1. Rip the sections you are needing, with DVDDecryptor or DVDShrink. Yes, those items are often considered "out-of-date", but they're really only out-of-date WRT decrypting newer forms of copy-protection. Since your family movies are NOT copy-protected, that argument can be ignored and those software are perfectly suited to your needs. They can rip certain IFO references and/or cells - in a sense, pre-editing your clips so you don't have to search through a whole lot (might still have a little extra on each end, however). If necessary, these can also properly combine VOBs into a single, super-VOB file (so you won't have to re-combine one show that when ripped appears as multiple files).
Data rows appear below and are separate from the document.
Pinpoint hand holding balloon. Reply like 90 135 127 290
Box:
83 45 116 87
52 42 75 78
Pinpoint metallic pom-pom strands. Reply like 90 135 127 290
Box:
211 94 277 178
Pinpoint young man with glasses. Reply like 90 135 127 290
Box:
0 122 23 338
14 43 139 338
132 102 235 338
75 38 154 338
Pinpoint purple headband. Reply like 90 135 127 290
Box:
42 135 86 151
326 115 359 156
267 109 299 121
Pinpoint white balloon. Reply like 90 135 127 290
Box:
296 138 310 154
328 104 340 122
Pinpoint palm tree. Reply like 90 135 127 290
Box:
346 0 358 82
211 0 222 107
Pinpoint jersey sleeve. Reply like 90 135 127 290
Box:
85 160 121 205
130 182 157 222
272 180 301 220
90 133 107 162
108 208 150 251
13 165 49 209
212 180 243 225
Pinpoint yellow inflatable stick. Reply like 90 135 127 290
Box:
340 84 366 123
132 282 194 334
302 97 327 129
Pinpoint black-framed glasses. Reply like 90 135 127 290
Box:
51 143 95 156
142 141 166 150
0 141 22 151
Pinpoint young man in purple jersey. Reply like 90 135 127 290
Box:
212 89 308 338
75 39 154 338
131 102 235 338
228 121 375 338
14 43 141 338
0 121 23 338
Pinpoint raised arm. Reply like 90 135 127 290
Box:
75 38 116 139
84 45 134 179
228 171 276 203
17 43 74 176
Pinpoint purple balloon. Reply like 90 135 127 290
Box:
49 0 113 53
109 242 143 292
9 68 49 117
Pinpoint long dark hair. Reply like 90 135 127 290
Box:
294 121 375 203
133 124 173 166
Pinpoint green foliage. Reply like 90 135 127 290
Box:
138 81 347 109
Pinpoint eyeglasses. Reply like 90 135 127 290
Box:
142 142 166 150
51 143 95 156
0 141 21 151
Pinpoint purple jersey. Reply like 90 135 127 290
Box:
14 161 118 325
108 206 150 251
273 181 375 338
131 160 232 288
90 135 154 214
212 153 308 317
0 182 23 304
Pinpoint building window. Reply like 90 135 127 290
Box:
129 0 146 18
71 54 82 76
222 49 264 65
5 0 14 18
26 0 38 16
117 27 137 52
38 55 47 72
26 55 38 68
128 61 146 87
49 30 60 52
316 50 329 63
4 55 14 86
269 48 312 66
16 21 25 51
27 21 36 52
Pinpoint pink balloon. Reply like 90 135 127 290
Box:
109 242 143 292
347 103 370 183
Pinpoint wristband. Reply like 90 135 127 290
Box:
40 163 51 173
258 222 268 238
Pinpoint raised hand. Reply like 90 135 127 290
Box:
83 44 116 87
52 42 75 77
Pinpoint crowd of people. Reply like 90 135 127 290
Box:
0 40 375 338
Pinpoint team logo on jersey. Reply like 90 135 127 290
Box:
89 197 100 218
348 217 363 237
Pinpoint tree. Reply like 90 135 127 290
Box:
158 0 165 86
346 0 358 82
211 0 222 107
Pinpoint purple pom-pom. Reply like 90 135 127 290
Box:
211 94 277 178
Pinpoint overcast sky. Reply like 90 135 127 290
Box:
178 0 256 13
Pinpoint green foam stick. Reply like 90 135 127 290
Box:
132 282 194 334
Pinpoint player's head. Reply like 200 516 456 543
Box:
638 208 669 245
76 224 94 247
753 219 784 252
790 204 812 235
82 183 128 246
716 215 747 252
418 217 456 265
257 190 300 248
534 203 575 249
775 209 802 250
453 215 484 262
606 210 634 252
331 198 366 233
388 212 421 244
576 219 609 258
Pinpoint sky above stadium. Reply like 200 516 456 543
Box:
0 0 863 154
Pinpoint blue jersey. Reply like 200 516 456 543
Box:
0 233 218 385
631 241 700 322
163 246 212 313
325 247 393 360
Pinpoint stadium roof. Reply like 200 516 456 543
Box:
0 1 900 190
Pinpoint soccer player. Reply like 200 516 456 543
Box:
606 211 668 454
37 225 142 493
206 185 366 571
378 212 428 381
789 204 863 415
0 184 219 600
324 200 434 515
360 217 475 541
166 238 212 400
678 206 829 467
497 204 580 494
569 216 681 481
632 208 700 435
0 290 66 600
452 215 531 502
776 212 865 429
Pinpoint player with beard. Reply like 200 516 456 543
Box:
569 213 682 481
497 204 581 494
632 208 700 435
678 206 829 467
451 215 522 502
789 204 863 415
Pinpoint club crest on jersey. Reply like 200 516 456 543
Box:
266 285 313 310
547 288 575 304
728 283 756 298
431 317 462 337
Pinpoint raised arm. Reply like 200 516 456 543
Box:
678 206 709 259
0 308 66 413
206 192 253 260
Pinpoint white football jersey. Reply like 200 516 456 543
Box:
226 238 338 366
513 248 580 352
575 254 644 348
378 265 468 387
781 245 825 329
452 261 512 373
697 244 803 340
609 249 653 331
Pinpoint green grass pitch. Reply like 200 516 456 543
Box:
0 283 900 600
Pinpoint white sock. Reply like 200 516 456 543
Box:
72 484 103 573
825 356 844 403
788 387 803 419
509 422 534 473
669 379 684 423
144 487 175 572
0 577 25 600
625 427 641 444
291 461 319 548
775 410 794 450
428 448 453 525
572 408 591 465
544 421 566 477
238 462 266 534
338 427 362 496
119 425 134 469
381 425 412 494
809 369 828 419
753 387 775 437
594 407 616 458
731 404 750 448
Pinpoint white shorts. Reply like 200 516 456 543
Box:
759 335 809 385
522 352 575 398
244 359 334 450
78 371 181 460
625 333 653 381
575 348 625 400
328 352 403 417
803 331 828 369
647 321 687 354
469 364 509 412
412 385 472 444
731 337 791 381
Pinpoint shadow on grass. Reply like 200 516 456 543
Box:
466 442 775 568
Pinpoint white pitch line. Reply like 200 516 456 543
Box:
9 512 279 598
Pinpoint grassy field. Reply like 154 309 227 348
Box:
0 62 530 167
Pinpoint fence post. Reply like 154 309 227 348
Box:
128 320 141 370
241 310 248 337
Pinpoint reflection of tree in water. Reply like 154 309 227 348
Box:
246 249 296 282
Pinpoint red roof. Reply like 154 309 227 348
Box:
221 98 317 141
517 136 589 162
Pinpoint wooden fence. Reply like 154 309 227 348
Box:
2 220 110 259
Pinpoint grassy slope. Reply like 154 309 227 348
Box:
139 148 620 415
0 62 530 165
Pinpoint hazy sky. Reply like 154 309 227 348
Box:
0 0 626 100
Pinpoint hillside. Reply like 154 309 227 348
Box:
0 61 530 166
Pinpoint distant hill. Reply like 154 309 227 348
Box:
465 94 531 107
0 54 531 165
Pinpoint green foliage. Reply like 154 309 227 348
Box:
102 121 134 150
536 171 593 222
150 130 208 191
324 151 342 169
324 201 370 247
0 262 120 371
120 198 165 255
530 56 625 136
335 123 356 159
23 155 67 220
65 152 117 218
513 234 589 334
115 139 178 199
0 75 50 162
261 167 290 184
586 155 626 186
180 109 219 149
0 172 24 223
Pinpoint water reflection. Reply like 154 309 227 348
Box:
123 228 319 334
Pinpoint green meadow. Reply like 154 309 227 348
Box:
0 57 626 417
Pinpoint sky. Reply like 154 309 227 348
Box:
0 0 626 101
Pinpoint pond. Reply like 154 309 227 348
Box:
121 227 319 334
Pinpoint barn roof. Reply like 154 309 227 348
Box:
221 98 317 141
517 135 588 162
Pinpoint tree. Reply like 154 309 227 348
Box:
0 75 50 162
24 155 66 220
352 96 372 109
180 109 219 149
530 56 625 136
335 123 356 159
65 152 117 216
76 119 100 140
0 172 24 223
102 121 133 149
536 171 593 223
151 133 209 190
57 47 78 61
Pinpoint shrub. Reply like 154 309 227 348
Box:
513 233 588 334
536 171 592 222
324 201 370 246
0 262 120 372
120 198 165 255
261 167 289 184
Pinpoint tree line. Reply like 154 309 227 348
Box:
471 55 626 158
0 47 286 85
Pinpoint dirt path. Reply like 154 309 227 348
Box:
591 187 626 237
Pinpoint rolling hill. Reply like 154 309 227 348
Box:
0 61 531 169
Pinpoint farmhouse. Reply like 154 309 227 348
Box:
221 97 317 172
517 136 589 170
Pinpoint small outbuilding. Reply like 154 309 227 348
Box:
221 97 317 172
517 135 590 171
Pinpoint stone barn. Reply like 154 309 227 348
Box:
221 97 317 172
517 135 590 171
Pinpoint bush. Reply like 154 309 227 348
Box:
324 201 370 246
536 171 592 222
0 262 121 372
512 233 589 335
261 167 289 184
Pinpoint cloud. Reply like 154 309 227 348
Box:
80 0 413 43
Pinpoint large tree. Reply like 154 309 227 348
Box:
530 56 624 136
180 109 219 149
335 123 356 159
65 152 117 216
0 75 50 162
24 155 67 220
2. Edit with MPEG2Cut2 or Cuttermaran or similar MPEG-aware, GOP level, keyframe-based editor.
3. Once you have your edited MPEG, you would just re-author with a proper DVD Authoring app, such as DVDLab, DVDAuthorGUI, DVDStyler, etc.
4. Burn with ImgBurn.
5. Enjoy!
Scott -
Thankyou everyone for your advice. Unfortunately I no longer have the original 8mm tapes(I wish!). Back in the day DVD's were the latest thing and computers were years away. I imagine that today's magic will also be obsolete tomorrow. In the meantime I will work through all your suggestions. It is a big learning curve for a Nana, especially the technical terms but I am enjoying the journey!